Le cinéma américain ne cessera jamais d'étonner. Il est capable de produire une quantité industrielle de produits jetables, comme on ne cesse de le répéter. Et, en même temps, de donner une oeuvre magistrale dans un créneau où, en général, on ne l'attend pas: celui du film d'action cartoonesque, meublé de super-héros, tissé - habituellement - de fibres morales minces et unidimensionnelles.

Le plus récent film de Christopher Nolan, Batman, le chevalier noir, entame sa deuxième semaine sur les écrans de l'Amérique du Nord.

À son premier week-end, il a établi un record de tous les temps en encaissant 155 millions sur le continent, dont tout près de 2 millions dans 149 salles au Québec. En cette période de crise immobilière aux États-Unis, de hausse du coût de l'énergie, de crainte d'une récession, une telle recette n'est pas banale.

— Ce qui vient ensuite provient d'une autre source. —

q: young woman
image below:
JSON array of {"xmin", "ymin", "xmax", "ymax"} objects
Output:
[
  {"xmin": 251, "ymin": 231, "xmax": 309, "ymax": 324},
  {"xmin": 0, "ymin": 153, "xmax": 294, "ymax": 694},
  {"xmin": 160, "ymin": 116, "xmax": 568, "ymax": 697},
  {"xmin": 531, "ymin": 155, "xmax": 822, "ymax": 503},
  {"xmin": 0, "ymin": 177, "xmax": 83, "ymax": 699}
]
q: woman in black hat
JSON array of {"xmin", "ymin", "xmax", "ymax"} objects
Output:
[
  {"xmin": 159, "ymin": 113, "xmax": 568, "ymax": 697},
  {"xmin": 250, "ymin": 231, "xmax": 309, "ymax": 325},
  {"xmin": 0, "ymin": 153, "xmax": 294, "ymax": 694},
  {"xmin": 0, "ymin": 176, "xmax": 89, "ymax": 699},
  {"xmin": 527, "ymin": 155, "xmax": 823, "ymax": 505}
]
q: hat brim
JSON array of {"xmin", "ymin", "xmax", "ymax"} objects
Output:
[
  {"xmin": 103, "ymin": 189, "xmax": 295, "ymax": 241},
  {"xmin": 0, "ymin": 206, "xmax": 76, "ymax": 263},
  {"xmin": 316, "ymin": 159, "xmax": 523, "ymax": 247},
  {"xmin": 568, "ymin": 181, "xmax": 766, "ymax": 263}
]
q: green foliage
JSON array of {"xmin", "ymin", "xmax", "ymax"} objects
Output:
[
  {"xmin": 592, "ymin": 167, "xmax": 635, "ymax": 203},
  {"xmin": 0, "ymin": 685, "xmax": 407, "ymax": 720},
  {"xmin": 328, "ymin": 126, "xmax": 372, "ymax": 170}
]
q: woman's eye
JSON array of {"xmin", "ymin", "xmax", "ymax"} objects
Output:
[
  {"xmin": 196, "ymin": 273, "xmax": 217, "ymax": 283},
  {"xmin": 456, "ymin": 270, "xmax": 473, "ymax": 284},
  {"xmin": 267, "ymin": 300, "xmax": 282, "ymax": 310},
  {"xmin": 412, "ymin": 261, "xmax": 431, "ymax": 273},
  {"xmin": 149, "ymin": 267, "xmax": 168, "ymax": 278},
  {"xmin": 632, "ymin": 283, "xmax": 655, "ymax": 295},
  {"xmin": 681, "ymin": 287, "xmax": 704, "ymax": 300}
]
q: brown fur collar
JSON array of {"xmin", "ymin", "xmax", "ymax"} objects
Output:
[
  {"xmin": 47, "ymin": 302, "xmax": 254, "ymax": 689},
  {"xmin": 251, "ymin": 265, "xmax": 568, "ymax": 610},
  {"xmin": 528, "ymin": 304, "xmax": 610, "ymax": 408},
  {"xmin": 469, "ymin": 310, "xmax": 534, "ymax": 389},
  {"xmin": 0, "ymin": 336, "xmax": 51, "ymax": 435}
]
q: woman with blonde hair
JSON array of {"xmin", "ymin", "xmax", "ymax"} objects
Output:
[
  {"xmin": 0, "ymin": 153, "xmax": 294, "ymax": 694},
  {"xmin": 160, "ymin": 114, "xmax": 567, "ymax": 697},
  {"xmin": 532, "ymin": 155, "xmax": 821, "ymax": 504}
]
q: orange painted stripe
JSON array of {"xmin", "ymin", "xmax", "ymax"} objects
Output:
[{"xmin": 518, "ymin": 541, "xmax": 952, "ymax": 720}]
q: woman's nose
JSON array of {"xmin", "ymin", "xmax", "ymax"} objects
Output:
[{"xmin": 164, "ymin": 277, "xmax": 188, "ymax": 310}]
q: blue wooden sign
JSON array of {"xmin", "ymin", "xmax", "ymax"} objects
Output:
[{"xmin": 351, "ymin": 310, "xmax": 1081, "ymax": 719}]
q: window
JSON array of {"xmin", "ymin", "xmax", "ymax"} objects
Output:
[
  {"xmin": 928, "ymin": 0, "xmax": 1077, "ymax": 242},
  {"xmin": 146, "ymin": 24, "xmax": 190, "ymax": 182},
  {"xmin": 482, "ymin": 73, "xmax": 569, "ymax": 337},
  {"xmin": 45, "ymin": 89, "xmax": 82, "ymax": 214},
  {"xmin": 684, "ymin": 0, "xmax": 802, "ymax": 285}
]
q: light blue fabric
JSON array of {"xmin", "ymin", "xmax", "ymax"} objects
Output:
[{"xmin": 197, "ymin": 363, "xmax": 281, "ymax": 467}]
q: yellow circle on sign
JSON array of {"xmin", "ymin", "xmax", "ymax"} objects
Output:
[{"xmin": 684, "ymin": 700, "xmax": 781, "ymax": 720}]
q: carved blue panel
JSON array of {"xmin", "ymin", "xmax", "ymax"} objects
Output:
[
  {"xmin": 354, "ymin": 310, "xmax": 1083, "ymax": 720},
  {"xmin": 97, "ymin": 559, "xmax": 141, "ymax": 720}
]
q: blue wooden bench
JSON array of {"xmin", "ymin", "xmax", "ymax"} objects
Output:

Mais elle l'est encore moins si on considère que Le Chevalier noir est une oeuvre lourde. Inquiétante. Troublante par les questions qu'elle soulève sur le Mal, sur l'ordre social ou sur les motivations humaines, et qu'on peut fort bien relier à la plus chaude actualité.

Le personnage principal de l'oeuvre, en effet, n'est pas vraiment le milliardaire Bruce Wayne, alias Batman. C'est plutôt le Joker réinventé avec génie par Heath Ledger. Et que l'acteur australien soit mort à 28 ans d'une overdose, en janvier, contribue à donner à sa créature une dimension presque surnaturelle.

Car l'être incarné par Ledger est surhumain.

Son Joker est un Belzébuth clownesque (le New York Times évoque l'esthétique du Cirque du soleil) dont les grimaces, loin de faire rire, glacent le sang; dont la gestuelle d'une sinistre élégance relève d'une chorégraphie d'outre-tombe (on pense alors au clip Thriller de Landis/Jackson).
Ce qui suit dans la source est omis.